Money may be transferred into your bank account for some interest. The player also has the option of borrowing money from Elder Brother Wu, the moneylender, although this amount is limited to twice the amount the player already has on hand (if the player has zero, he cannot borrow anything).
Goods may be stored in the warehouse in Hong Kong, while waiting for prices to rise. However, purchases left in the warehouse may be stolen if left too long. Rates of theft are higher with higher-end commodities such as opium or silk.

Note: A bug in the original game allows the player to overpay the moneylender, acquiring "negative debt". This "negative debt" will accumulate interest very quickly, and will count towards the player's net worth. As the game's vocabulary of number words ends at "trillion", this can cause the game to display garbage instead of the player's correct net worth. This has been fixed in the online "for browsers" version of the game.

Runner's Gambit: When attacked by ships an effective escape strategy is to do nothing and wait until the crew asks, "Taipan, what shall we do??" and then immediately pressing 'R' for run. This strategy which usually results in a quick escape may only work on the Apple II version.

Throughout the game, the player is sometimes offered the opportunity to purchase ship upgrades. When this happens, the player can trade their old ship for a larger one with fifty extra units of cargo space by paying some money.
Guns are also occasionally offered to the player for varying prices, when arriving in a harbor.
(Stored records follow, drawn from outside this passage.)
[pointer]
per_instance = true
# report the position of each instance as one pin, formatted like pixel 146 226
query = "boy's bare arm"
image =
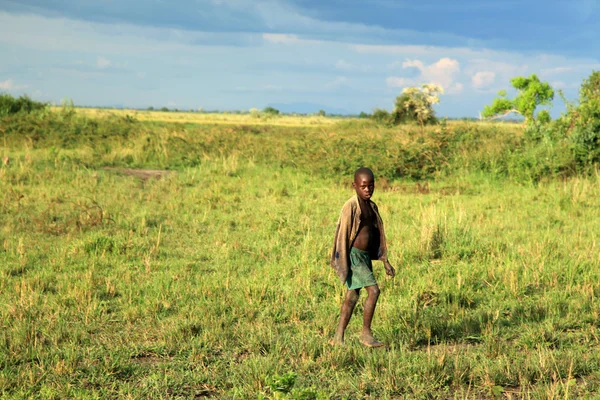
pixel 389 270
More guns mean more firepower (and subsequently also larger fleets attacking), but also require 10 units of valuable cargo-space in the hold.

When being attacked by hostile ships, the player may decide to either "run" or "fight". Dropping cargo overboard increases the chance of escaping if the player decides to run. In order to fight, the ship must be equipped with guns. When hit by enemy fire, the ship gets damaged, and occasionally a gun is lost. If the ship's condition reaches zero percent, it will sink, and the game ends. But if the player succeeds in sinking all hostile ships, he earns some booty (cash).

==Reception==
J. Mishcon reviewed Taipan in The Space Gamer No. 32. Mishcon commented that "This game is so much fun that I must recommend it [...] It will be a constant delight for older children."

Upon meeting the creator at a 1982 Electronic Arts founding party, Apple co-founder Steve Wozniak declared that Taipan was "my favorite game!" The game creator stated that this was one of the high points of his life.